Nexans awarded needed 8.89m euro cable, fibre optics project

Joint venture Nexans-Atermon has been awarded a project to supply and install underground high-voltage cables and fibre optics in the wider Athens area by HEDNO, the Hellenic Electricity Distribution Network Operator.

The contract, awarded through a tender staged by HEDNO, is worth 8.89 million euros, down from an initial level of 10.29 million euros.

The project comes as a badly needed one for the listed Greek company. The prolonged recession and consequent financial restraints of companies and public utilities has had a profound effect on the sector and investments of this type. Highlighting the sector’s overall slowdown, the tender for this contract was launched back in 2013.

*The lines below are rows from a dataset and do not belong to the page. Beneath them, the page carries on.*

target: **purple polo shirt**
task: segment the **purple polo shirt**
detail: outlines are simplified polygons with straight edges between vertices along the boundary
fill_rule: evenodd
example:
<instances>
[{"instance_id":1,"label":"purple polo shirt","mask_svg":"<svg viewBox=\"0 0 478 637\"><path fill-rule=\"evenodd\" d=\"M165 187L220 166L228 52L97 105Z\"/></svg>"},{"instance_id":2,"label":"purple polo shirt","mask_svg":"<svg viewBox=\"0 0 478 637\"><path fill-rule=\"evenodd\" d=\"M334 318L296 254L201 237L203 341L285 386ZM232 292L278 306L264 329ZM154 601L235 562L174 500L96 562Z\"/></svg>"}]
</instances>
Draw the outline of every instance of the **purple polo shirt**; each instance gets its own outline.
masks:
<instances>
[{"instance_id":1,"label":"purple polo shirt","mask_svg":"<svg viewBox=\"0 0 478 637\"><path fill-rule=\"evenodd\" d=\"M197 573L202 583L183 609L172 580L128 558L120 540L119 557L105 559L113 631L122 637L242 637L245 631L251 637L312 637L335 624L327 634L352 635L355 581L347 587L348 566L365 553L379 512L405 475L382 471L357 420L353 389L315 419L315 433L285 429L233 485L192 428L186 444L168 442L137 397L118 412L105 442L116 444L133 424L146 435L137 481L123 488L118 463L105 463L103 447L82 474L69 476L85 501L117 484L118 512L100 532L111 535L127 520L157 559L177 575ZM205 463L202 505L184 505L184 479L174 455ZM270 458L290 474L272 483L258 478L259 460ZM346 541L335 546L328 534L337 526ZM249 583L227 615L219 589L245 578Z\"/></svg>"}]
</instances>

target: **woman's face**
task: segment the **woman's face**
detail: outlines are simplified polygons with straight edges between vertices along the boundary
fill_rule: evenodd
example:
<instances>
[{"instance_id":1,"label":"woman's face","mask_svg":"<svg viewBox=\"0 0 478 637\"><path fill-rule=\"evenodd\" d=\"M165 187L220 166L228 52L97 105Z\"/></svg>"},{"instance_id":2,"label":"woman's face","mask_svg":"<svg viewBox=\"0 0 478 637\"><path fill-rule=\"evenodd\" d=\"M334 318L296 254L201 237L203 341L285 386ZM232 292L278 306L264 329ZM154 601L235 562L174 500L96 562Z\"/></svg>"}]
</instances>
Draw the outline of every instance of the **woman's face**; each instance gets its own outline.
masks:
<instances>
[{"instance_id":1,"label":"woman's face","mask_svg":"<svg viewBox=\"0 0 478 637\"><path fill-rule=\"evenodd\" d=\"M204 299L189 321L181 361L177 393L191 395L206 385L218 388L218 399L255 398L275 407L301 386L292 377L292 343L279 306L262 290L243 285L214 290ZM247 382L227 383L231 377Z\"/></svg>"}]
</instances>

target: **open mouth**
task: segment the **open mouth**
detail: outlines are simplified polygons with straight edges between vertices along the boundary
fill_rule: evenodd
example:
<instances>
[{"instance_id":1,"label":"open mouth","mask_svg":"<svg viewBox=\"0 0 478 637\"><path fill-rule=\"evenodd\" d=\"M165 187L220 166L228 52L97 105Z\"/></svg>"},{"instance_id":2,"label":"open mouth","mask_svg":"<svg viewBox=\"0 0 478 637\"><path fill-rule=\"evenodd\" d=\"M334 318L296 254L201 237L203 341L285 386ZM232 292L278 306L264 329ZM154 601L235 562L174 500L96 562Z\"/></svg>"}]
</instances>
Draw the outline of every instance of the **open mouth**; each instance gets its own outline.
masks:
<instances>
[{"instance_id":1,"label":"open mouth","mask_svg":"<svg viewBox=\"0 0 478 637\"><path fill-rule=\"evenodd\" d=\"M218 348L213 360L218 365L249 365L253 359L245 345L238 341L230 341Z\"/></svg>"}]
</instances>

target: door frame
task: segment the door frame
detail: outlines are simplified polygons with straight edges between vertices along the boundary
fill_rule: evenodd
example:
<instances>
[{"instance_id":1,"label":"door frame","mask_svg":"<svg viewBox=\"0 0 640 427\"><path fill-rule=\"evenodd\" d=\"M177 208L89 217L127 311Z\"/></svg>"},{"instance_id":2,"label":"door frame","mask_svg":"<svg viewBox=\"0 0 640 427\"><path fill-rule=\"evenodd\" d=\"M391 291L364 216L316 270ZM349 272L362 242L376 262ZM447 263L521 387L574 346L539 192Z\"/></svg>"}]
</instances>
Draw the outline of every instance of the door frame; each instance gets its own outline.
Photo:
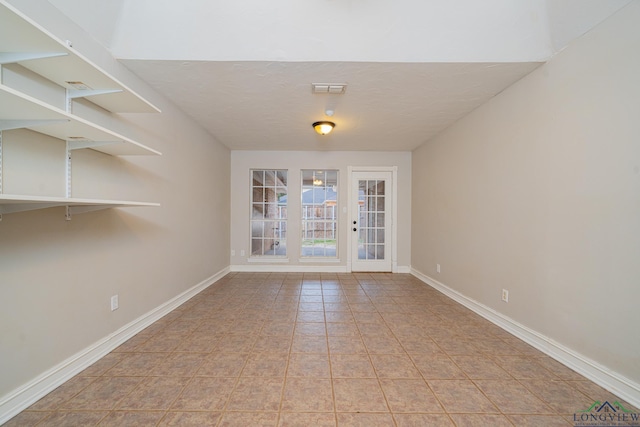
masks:
<instances>
[{"instance_id":1,"label":"door frame","mask_svg":"<svg viewBox=\"0 0 640 427\"><path fill-rule=\"evenodd\" d=\"M396 218L398 217L398 167L397 166L348 166L347 180L349 188L349 196L347 203L348 222L345 229L351 231L351 222L353 221L355 212L353 200L353 172L391 172L391 272L398 272L398 226ZM351 249L353 237L351 233L347 233L347 272L352 272ZM388 236L387 236L388 237Z\"/></svg>"}]
</instances>

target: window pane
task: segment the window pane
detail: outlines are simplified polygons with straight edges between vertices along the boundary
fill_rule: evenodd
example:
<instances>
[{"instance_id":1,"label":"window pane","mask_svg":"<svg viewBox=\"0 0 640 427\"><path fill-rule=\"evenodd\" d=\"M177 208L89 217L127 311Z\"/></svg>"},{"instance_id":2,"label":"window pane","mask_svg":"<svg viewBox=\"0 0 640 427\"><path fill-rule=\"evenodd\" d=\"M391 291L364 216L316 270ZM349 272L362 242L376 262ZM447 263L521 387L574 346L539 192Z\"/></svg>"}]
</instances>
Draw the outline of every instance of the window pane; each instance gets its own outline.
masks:
<instances>
[{"instance_id":1,"label":"window pane","mask_svg":"<svg viewBox=\"0 0 640 427\"><path fill-rule=\"evenodd\" d=\"M252 170L251 255L286 255L287 171Z\"/></svg>"},{"instance_id":2,"label":"window pane","mask_svg":"<svg viewBox=\"0 0 640 427\"><path fill-rule=\"evenodd\" d=\"M304 257L336 257L338 203L338 171L307 169L300 173L301 182L301 255Z\"/></svg>"}]
</instances>

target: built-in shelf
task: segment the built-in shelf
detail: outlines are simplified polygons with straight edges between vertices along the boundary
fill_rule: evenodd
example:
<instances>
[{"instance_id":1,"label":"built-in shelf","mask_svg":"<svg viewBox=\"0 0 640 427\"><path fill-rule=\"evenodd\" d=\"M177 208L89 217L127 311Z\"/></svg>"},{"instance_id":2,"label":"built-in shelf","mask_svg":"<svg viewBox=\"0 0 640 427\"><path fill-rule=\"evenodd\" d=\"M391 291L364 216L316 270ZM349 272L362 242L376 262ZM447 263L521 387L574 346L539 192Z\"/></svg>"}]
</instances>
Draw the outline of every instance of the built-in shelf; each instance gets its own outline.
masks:
<instances>
[{"instance_id":1,"label":"built-in shelf","mask_svg":"<svg viewBox=\"0 0 640 427\"><path fill-rule=\"evenodd\" d=\"M114 113L160 109L63 41L0 0L0 64L17 63ZM82 89L78 89L81 87Z\"/></svg>"},{"instance_id":2,"label":"built-in shelf","mask_svg":"<svg viewBox=\"0 0 640 427\"><path fill-rule=\"evenodd\" d=\"M83 142L113 156L160 154L130 138L0 84L0 131L26 128L65 141Z\"/></svg>"},{"instance_id":3,"label":"built-in shelf","mask_svg":"<svg viewBox=\"0 0 640 427\"><path fill-rule=\"evenodd\" d=\"M73 197L47 197L0 194L0 215L37 209L66 207L70 215L109 208L136 206L160 206L159 203L130 202L123 200L77 199Z\"/></svg>"},{"instance_id":4,"label":"built-in shelf","mask_svg":"<svg viewBox=\"0 0 640 427\"><path fill-rule=\"evenodd\" d=\"M18 64L20 67L8 64ZM19 90L21 88L28 90ZM65 100L64 105L52 105L46 101L55 92L64 95L59 98L61 101ZM100 209L160 206L149 202L72 197L73 150L90 148L113 156L161 154L87 120L84 115L80 117L73 114L73 107L79 106L75 102L78 98L86 99L106 110L90 109L92 114L103 115L107 123L120 120L112 113L160 112L156 106L76 51L72 41L58 39L6 0L0 0L0 219L4 214L52 207L65 207L66 218L71 219L73 214ZM88 103L83 105L88 106ZM104 123L102 120L100 122ZM29 129L66 142L66 155L59 159L54 156L50 163L57 165L59 161L65 167L67 197L3 194L3 131L14 129ZM11 141L12 133L6 134L6 143L14 143L15 140ZM42 136L34 134L33 138L42 139ZM14 150L19 147L20 144L12 146ZM24 161L30 156L28 148L23 148L21 156L5 160L10 162L17 158L17 161ZM15 171L16 165L11 166ZM23 171L23 178L34 173L28 167ZM38 179L48 178L45 173ZM59 179L59 175L54 179Z\"/></svg>"}]
</instances>

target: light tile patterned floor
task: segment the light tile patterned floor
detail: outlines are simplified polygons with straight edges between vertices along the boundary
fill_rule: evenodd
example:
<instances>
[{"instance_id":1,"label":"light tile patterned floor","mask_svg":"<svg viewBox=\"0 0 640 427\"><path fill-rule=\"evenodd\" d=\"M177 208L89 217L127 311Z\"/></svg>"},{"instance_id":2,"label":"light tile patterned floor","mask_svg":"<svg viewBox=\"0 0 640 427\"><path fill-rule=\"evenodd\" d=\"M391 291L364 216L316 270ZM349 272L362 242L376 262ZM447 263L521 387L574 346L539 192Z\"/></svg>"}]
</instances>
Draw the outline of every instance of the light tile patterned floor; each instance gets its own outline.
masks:
<instances>
[{"instance_id":1,"label":"light tile patterned floor","mask_svg":"<svg viewBox=\"0 0 640 427\"><path fill-rule=\"evenodd\" d=\"M548 427L596 400L410 275L233 273L7 426Z\"/></svg>"}]
</instances>

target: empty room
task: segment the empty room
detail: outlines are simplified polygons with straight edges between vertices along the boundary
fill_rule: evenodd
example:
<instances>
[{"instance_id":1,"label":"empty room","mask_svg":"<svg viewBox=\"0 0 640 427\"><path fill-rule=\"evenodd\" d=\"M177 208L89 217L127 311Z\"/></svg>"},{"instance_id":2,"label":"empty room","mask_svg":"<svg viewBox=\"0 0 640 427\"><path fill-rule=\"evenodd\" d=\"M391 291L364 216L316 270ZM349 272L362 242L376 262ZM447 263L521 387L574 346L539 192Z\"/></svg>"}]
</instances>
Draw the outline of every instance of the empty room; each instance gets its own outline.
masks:
<instances>
[{"instance_id":1,"label":"empty room","mask_svg":"<svg viewBox=\"0 0 640 427\"><path fill-rule=\"evenodd\" d=\"M640 426L640 0L0 0L0 425Z\"/></svg>"}]
</instances>

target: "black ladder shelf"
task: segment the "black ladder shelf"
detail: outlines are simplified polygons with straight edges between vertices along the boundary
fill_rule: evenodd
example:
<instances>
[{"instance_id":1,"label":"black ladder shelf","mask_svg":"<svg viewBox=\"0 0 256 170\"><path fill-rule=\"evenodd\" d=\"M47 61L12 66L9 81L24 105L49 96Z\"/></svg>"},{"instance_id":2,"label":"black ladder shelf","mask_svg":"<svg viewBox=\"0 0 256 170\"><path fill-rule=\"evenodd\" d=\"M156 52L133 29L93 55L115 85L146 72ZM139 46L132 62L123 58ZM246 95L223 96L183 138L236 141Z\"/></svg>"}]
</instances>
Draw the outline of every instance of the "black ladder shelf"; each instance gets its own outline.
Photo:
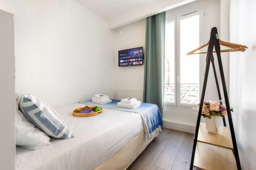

HEDNO’s initial budget for the project entails approximately three million euros for electrical engineering work and other related matters, while the remaining amount will cover the cost of all cables, measuring 17 kilometers in length, and fiber optics to be provided by Nexans ALKAT.

This project’s winning bidder also plans to submit an offer for an IPTO (Independent Power Transmission Operator) tender concerning the conversion of a 150 KV overhead transmission line linking Megalopoli and Kalamata in the Peloponnese into an underground connection. To require supply and installment for a 7.6-kilometer 150 KV connection, including fiber optics, the project has been budgeted at 7.2 million euros by IPTO.

Nexans Hellas, a member of the Paris-based multinational group Nexans, which controls 71.5% percent of the Greek subsidiary firm, operates a cable-producing plant in Lamia, central Greece, employing over 200 persons.

Total turnover for Nexan Hellas in 2013 reached 80 million euros from 118.9 million euros in 2012. For the nine-month period in 2014, the company’s total turnover figure fell to 54.5 million euros from 62.9 million euros in the previous year’s equivalent period.

The company has attributed its slowdown in sales to reduced orders in Greece as well as export destinations such as north Africa and the Middle East, where the heightened political turmoil of recent years has affected business. Even so, in the nine-month period for 2014, the company managed to reduce its losses to 1.7 million euros from 2.02 million euros in the equivalent period a year earlier.